Inflation has subsided at a much faster rate than forecast in ADO 2009, driven by sharp falls in international prices of food and fuel. (The use of the US dollar as the national currency has helped in this regard.) The consumer price index fell by 1.3% on a year-on-year basis in the second quarter of 2009. For the full year, inflation is now forecast at 1.5%, revised down sharply from ADO 2009, and for 2010 the forecast is lowered to 3.1%.
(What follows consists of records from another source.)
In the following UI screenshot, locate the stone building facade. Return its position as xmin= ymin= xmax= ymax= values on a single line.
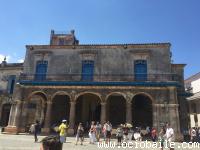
xmin=0 ymin=58 xmax=23 ymax=127
xmin=4 ymin=30 xmax=187 ymax=140
xmin=185 ymin=72 xmax=200 ymax=127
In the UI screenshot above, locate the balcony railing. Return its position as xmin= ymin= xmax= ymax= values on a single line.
xmin=19 ymin=73 xmax=180 ymax=82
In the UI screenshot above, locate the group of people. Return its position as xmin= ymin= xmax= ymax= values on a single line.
xmin=31 ymin=120 xmax=176 ymax=150
xmin=88 ymin=121 xmax=112 ymax=144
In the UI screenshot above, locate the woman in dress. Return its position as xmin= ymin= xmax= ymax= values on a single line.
xmin=89 ymin=121 xmax=96 ymax=144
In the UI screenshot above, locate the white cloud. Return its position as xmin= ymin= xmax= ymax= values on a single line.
xmin=0 ymin=54 xmax=4 ymax=62
xmin=0 ymin=54 xmax=11 ymax=62
xmin=17 ymin=59 xmax=24 ymax=63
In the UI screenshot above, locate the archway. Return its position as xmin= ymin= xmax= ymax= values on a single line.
xmin=1 ymin=104 xmax=11 ymax=127
xmin=75 ymin=93 xmax=101 ymax=126
xmin=132 ymin=94 xmax=153 ymax=128
xmin=26 ymin=92 xmax=47 ymax=128
xmin=51 ymin=95 xmax=70 ymax=126
xmin=107 ymin=93 xmax=126 ymax=127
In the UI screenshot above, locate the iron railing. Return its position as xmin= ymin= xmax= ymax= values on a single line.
xmin=19 ymin=73 xmax=180 ymax=82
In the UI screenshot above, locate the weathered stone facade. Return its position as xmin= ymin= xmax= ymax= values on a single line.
xmin=2 ymin=30 xmax=187 ymax=140
xmin=0 ymin=59 xmax=23 ymax=127
xmin=185 ymin=72 xmax=200 ymax=128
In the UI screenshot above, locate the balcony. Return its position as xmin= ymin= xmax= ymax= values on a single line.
xmin=18 ymin=73 xmax=181 ymax=87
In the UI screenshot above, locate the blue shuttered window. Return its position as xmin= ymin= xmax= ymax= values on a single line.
xmin=81 ymin=60 xmax=94 ymax=81
xmin=34 ymin=61 xmax=48 ymax=81
xmin=134 ymin=60 xmax=147 ymax=81
xmin=7 ymin=75 xmax=16 ymax=94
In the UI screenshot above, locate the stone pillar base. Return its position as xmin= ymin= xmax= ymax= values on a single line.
xmin=3 ymin=126 xmax=18 ymax=134
xmin=67 ymin=128 xmax=74 ymax=136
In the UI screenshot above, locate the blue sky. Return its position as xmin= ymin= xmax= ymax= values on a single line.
xmin=0 ymin=0 xmax=199 ymax=78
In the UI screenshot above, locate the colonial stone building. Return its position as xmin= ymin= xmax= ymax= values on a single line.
xmin=0 ymin=58 xmax=23 ymax=127
xmin=3 ymin=30 xmax=187 ymax=139
xmin=185 ymin=72 xmax=200 ymax=128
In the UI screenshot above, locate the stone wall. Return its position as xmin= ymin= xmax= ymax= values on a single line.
xmin=24 ymin=44 xmax=172 ymax=77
Withdrawals this year from the Petroleum Fund, which holds national savings exceeding $4 billion from offshore hydrocarbons production, are budgeted to exceed estimated sustainable income. The key challenge is to use these withdrawals for broad-based development to reduce poverty, while ensuring that adequate savings are retained to fund the budget for future generations. Agriculture will likely be the main source of income for most of the population for some decades and further investment is required in this sector. However, current Government intervention in the market as a buyer and seller of agricultural produce may not be as productive as conventional policies to invest in agricultural extension services, improvements to access to markets, and human capital."